Band Canker Affecting Younger Almonds

Band Canker Affecting Younger Almonds

January 24, 2018

Almond Band Canker Becoming a Big Problem

By Patrick Cavanaugh, Farm News Director

Brent Holtz is a UC cooperative extension Pomology Farm Advisor for San Joaquin County. He recently told California Ag Today about how the fungus band canker on almonds is becoming more prevalent in the San Joaquin Valley.

“I've seen a lot more band canker, which is caused by a pathogenic fungus, Botryosphaeria dothidea, and we're seeing it on young orchards, especially in in San Joaquin county," said Holtz.  "We've seen that a lot out in the delta and we've seen it in eastern San Joaquin county where the soils tend to be a little heavier, maybe old dairy ground and richer and we don't really know why."

“We're seeing so much more, but it's a fungus that infects usually the trunk or the main scaffolds, and we call it band canker because sap balls will come out at the site of the infection and create a band that circles around the trunk or the scaffold,” Holtz explained. “That's why we call it band canker.”

It's starting to show up in the orchards that have not been shaken yet, as a wound needs to happen before the infection sets in.

“We think it's showing up in a lot of orchards before we start shaking the trees and usually in most cankers, we would have to have a wound that would have to happen first before the infection would take place either through a wound or a wound from shaking the tree,” Holtz said.

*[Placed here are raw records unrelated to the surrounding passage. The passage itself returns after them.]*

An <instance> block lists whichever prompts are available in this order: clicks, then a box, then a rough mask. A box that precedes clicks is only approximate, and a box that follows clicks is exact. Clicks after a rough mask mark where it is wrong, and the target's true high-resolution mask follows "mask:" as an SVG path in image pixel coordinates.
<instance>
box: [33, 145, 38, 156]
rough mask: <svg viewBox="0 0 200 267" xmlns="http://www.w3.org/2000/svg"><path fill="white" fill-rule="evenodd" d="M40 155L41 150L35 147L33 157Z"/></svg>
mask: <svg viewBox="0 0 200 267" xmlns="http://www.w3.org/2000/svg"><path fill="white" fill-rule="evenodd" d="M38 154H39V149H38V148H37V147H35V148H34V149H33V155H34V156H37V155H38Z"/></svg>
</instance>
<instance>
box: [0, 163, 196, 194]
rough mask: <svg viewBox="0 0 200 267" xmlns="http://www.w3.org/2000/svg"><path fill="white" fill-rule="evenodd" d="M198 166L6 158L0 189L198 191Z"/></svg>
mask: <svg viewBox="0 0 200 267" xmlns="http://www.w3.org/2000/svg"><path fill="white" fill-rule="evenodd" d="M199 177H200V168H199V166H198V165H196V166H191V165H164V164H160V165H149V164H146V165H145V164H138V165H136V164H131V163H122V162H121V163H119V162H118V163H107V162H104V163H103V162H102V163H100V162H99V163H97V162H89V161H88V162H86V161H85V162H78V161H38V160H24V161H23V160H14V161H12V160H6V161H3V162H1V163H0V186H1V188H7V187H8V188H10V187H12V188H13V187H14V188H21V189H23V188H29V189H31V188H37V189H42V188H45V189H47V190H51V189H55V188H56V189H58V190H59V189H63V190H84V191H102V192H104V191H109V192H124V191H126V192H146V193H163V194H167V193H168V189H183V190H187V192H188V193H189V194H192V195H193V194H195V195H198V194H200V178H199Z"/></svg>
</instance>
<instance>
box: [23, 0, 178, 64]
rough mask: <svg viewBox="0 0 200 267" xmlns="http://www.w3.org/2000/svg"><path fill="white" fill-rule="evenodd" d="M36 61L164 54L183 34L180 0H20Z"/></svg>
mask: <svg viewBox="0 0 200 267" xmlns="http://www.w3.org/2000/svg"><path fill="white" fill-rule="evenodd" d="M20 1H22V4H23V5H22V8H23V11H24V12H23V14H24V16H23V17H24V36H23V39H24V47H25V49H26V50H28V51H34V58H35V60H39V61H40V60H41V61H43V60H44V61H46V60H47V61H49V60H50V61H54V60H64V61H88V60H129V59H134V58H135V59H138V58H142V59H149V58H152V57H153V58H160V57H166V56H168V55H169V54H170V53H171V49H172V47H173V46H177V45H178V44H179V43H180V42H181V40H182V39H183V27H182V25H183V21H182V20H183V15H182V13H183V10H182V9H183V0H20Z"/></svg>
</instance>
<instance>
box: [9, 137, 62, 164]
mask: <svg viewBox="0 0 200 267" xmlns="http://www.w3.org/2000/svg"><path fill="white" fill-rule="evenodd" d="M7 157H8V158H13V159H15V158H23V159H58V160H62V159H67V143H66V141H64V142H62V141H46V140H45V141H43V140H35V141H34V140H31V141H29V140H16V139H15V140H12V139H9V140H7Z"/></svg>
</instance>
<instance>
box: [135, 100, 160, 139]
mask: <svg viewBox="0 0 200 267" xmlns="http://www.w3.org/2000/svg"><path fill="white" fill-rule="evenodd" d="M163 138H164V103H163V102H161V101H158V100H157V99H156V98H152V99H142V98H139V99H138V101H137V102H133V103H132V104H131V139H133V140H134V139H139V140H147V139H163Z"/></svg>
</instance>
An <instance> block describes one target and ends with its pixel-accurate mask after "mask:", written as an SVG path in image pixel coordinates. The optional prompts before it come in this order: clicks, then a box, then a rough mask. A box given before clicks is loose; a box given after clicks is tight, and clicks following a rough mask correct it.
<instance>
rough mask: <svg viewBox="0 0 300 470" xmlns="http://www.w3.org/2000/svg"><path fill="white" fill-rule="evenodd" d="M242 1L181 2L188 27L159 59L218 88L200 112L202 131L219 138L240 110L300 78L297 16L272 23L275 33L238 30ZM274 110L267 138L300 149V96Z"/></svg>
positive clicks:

"Some of these orchards with symptoms tend to be trees that are growing very vigorously, and we suspect maybe that they're growing so fast, growth cracks are created that the fungus may have got in and caused the infection."

Trees with band canker on the trunk may not survive. And band cankered scaffolds have to be removed, which affects the tree’s architecture and will reduce yields.

There is evidence that micro sprinklers hitting the trunk could also increase the start of an infection.

“It seems to be showing up a little higher concentration where it was on a micro sprinkler irrigation system, where the sprinkler was actually hitting the trunk,” Holtz said. “We don't seem to see it as much in orchards with a drip irrigation, so we are advising growers to consider drip or to put a splitter in their micro sprinklers so it can avoid wetting the trunk repeatedly with each irrigation."